Two problems exist there. First, AWS Fargate, a serverless container orchestration service, doesn’t support EBS deployment. You must use Elastic Compute Cloud (EC2) “task definitions” to do so, which may make deployments stateful and difficult to manage. Second, EBS volumes are tightly coupled to EC2 instances, and if you want to reproducibly deploy an EC2 instance with an EBS volume provisioned at startup, you might need a framework like Packer to define an Amazon Machine Image.

I was pretty incredulous at this point. How can infrastructure operations be this complicated? I just want an MVP! I definitely felt like a bruised fruit just like I did after wiping out on the ice. I even weighed whether to move forward or give up.

As with skating, though, I decided to keep going. There had to be a way to deploy a database using some kind of configuration tool. It’s not like RDS is magic. Eventually, I found this blog post by AWS, which describes EC2 task definition support for Docker volume drivers, which binds a Docker volume to an underlying state store. Implementing this solution involves a keen understanding of AWS CloudFormation, an AWS-native infrastructure-as-code solution. CloudFormation has an even steeper learning curve than ECS, but there are far more tutorials on CloudFormation, and I think it’s the single source of truth behind all AWS deployments.

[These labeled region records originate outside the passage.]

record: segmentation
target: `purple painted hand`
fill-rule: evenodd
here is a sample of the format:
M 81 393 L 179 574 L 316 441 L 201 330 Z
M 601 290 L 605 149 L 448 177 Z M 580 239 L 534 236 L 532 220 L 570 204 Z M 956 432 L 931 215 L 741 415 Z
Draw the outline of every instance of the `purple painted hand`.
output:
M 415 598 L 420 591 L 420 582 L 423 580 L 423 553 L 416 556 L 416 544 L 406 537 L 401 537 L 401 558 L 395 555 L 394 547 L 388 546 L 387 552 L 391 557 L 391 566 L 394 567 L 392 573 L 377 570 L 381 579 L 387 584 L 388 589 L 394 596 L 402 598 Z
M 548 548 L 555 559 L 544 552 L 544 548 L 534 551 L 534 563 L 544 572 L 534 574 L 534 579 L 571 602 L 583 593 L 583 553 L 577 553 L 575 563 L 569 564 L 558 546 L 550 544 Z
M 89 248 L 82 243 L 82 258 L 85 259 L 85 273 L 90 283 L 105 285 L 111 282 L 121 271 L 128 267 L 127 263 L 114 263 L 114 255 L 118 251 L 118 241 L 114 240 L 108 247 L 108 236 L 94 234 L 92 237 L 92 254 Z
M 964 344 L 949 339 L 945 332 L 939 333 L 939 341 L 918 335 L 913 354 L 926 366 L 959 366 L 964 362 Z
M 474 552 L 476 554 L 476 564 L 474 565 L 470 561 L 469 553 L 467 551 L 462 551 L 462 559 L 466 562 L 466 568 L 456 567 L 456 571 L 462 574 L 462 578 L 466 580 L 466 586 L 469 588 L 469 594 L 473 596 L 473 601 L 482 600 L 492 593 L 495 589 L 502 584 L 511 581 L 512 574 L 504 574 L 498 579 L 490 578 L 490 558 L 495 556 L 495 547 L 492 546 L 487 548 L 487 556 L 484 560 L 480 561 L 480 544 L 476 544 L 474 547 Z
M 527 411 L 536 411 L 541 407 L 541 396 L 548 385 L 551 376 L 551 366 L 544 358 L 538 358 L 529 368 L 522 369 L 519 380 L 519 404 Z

I picked up a book, Docker on AWS by Justin Menga, and reading through it confirmed for me that ECS goes very well with CloudFormation — and showed me just how much I don’t know. After reading through this book, I’d much rather prefer the objective safety in defining my own CloudFormation templates, which I know sticks closely to the underlying structure of AWS and grants me the flexibility to do what I want.

After these past two months, I think I finally figured out what kind of stack I want. Docker Compose, deployed using AWS Elastic Container Service using an EC2 task definition with mounted Elastic Block Store in a custom AMI, templated using AWS CloudFormation. So why did I learn? Well, like I said, my experience with DevOps was a lot like learning to skate.

Rinks come in all shapes and sizes. So do environments! Your neighborhood’s frozen pond is a very different experience than the skating rink in Rockefeller Center. And deploying apps on your local dev machine is very different than deploying apps into production, or even deploying the same app to a cloud-based development stage. You have to adapt your approach for the environment you’re in.

It takes time and effort to get good! It’s hard to learn to play hockey if you don’t practice skating for a long time. Similarly, you can’t get good at DevOps if you don’t keep updating your knowledge base with new tools and new paradigms.

Ultimately, I’m really grateful I gave myself the time to learn, unpack, and internalize these DevOps lessons. I think being able to deploy a stack from first principles quickly and confidently goes a long way toward changing my BATNA from a technical perspective, because shipping quality software products is so important to standing on your own two feet.